# Perch height?



## blacksheep (May 8, 2010)

How low is too low from the ground? I realize, pigeons like to be up as high as they possibly can. 

Folks with box perches; do the bottom perches get utilized? I have some V perches that are 12" off ground area and they never get utilized.


----------



## raftree3 (Oct 16, 2010)

My lowest perch is 21" from the floor and they all get used at some point. I have nest boxes at that height also and it seems to work. I just picked that height for no particular reason.


----------



## ptras (Jun 29, 2010)

blacksheep said:


> How low is too low from the ground? I realize, pigeons like to be up as high as they possibly can.
> 
> Folks with box perches; do the bottom perches get utilized? I have some V perches that are 12" off ground area and they never get utilized.


I go down to 18" with the box perches, and they all seem to be used. I have also sometimes seen birds roosting on the sill plate under the box perches, so I expect it shouldn't be a problem. They do *prefer *the higher perches though.


----------



## Pigeonmumbler (Jun 6, 2010)

I have a 10 perches that are 12” high off the floor, but I leave them there because I find that when some of Yb’s start to venture out of the nest boxes, I find them using those perches the next morning… So I guess they serve there purpose one way or another…!


----------



## Thunderbird Racing (Jul 24, 2010)

Pigeonmumbler said:


> I have a 10 perches that are 12” high off the floor, but I leave them there because I find that when some of Yb’s start to venture out of the nest boxes, I find them using those perches the next morning… So I guess they serve there purpose one way or another…!

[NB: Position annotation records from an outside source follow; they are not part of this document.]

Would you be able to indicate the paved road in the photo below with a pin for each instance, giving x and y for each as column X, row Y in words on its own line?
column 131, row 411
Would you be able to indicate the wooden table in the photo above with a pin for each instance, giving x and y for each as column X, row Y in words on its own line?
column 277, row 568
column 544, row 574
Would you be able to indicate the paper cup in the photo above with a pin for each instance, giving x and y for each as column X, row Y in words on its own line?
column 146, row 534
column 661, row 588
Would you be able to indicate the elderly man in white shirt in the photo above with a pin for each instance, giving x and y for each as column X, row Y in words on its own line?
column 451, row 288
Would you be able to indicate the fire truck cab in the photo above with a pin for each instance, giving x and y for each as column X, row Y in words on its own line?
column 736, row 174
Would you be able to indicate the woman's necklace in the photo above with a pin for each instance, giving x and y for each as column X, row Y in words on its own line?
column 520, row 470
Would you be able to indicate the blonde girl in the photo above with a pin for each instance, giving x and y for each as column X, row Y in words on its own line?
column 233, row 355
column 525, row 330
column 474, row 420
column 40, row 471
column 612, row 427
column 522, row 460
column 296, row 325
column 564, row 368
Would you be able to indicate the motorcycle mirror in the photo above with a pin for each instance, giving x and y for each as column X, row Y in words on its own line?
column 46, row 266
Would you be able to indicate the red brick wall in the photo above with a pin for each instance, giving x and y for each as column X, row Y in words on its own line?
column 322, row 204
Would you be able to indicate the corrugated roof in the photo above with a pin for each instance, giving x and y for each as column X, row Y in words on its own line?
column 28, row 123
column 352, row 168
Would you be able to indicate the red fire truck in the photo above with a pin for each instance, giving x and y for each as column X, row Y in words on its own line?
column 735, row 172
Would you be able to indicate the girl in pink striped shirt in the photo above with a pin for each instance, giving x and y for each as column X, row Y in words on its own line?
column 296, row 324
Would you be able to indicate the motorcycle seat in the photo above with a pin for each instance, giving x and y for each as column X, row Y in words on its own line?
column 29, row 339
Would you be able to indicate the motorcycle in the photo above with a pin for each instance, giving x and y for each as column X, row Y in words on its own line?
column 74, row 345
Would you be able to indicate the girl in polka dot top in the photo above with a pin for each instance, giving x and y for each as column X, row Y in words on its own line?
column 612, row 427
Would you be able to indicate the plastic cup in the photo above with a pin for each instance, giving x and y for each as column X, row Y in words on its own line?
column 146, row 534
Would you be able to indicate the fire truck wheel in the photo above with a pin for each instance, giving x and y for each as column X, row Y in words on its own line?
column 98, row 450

Mine are also 12" at the lowest perch, and I've noticed the same thing here. I was told as long as the lowest perch is a few inches above the lowest vent you should be OK.


----------



## horseart4u (Jun 16, 2011)

me too.. my lowest perch is 12" my nest boxes are 18" no one nesting in them yet but they get roosted in  besides most of my birds are youngsters anyway LOL


----------



## Wayne Johnson (Oct 1, 2010)

Social birds rank themselves by perch height. The highest bird has the job of looking out for trouble. This is important if the birds are secured in a spot, like a breeding cage. If their cage is the highest point in the loft they may show signs of stress due to being on duty too long. 
(just thought you may find it of interest.) Lower perches may not be used often but it is important that they be available.


----------